Thomas Moore, Kristopher Kozak, and Klaus Brun, Southwest reserach Institute, San Antonio, Texas;

and Alfredo ramos, CIATEQ, Queretaro state, Mexico

Risk is inherent to all industries, but is particularly evident within the gas compression industry. In terms of economic impact, reliability, and safety, risks must be regularly assessed and mitigated. How effectively these risks are addressed determines the efficiency, profitability, and safety of a particular operation. Risk is broadly defined here to include economic, reliability, and safety factors.

Economic risks include the costs associated with transferring risk through insurance, operational efficiency, and future planning. Risk associated with reliability is closely related to economic risk, such that an unreliable system will not operate efficiently, and can therefore impact the profitability of the operation.

There are several factors which affect reliability, including system design, maintenance, logistics, and training. Reliability is a balance between the efficiency or profitability of an operation and the cost associated with maintaining a particular level of efficiency. Not allocating the necessary resources to properly maintain a system can have grave consequences not only in economic terms but in terms of safety as well. Providing a safe work environment for employees is of utmost importance in most organizations. Failure to provide a safe environment or adequate training can have tragic consequences.

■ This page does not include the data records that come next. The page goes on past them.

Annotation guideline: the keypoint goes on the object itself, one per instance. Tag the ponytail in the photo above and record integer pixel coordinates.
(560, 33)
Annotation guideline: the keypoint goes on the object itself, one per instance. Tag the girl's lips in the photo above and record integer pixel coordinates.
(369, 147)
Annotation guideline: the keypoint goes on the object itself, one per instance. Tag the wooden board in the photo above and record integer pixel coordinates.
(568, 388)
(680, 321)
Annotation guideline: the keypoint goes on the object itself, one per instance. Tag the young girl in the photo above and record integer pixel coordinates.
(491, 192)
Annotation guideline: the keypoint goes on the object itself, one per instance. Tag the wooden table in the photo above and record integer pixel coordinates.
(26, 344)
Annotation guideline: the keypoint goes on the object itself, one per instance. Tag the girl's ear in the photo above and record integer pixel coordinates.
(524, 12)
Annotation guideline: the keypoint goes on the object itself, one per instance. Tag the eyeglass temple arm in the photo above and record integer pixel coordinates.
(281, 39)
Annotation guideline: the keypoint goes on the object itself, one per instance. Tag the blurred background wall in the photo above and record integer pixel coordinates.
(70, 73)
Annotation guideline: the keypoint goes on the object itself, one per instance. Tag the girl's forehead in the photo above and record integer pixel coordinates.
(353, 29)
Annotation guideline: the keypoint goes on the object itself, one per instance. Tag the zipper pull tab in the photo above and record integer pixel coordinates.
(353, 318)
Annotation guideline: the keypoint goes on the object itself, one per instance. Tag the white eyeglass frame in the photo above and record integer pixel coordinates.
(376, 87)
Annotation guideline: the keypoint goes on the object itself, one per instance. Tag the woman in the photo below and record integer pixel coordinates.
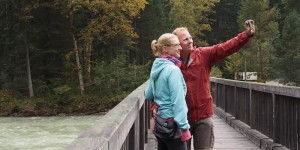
(168, 89)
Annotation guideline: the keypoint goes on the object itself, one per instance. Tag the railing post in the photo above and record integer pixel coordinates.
(142, 127)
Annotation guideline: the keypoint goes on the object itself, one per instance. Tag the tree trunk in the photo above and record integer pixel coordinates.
(81, 84)
(88, 62)
(30, 88)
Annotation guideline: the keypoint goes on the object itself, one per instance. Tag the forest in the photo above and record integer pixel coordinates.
(74, 57)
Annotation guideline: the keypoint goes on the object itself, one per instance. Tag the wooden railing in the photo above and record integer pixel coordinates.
(272, 110)
(124, 127)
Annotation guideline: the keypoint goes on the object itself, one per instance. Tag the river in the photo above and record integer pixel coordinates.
(42, 133)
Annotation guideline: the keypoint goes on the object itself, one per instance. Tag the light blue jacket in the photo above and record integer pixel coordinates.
(168, 88)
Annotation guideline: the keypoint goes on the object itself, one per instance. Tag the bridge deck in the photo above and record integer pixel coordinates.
(226, 138)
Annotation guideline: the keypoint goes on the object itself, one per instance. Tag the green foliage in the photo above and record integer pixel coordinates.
(260, 50)
(288, 50)
(233, 64)
(61, 90)
(117, 76)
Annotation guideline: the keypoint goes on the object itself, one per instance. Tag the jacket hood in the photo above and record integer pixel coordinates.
(158, 65)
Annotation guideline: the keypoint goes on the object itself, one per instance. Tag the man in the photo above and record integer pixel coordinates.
(196, 66)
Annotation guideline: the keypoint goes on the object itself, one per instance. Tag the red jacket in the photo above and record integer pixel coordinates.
(197, 75)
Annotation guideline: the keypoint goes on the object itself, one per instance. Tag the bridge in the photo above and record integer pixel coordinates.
(263, 116)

The costs associated with inadequate safety directly impacts profitability in terms of lost revenue and degraded efficiency as well as exacting a human toll. All of these risks are clearly interdependent, and significantly impact compressor and pipeline operations.

In order to manage risk, one must first understand the risks and have some method of evaluating the relative risks. Over the past forty years, the nuclear power and aerospace industries have developed methods and tools for quantitatively evaluating risks. These same methods and tools have been adapted for use within the oil and gas pipeline industry, and are discussed below. Furthermore, this analysis is crucial to understanding the significant factors related to complex interrelated systems.

Theoretical background

Many of the tools and methods used to evaluate risk have been developed as quality control measures. A number of methodologies are available to perform risk, reliability, or cause and effect analysis, including the well known Six-Sigma based process. This process relies on consecutive levels of analysis. There are various methodologies available within the Six-Sigma process, all include a definition of the process improvement goals and some form of process improvement. For an existing system, there will be a definition of goals, measurement of relevant data, analysis of cause and effect, improvement, and control to detect problems; this is the DMAIC methodology. The methodology described herein relies on the same levels of analysis, but is adapted to industrial processing rather than manufacturing.

One of the key differences of this approach is in the level of detail which is included in the analysis. A typical risk analysis would not simply look at a component failure, such as a valve, but might look at the micro-level, internally, as to how the component failed. Details about the functioning of Line Replaceable Units (LRUs) are often used to develop a statistical model of the component which will be used to provide failure modes and rates for that component. The analysis which is proposed here utilizes a macroscopic approach such that the level of detail terminates with an LRU. Failure rates are obtained from historic failure data provided by the operators, manufacturers, or in some cases through statistical analysis when a failure history is unavailable. Additionally, the pipeline station is divided up into a small number of system categories or groups.

As previously stated, there are five levels or phases in the DMAIC process. The risk, reliability, and failure mode analysis only utilizes the first three phases: define, measure, and analysis. The last two phases are the quality control phases of improvement and control. In the definition phase, Ishikawa or fishbone diagrams are used to define the system groups, top-level undesired events, and possible modes of failure that could lead to an undesired event.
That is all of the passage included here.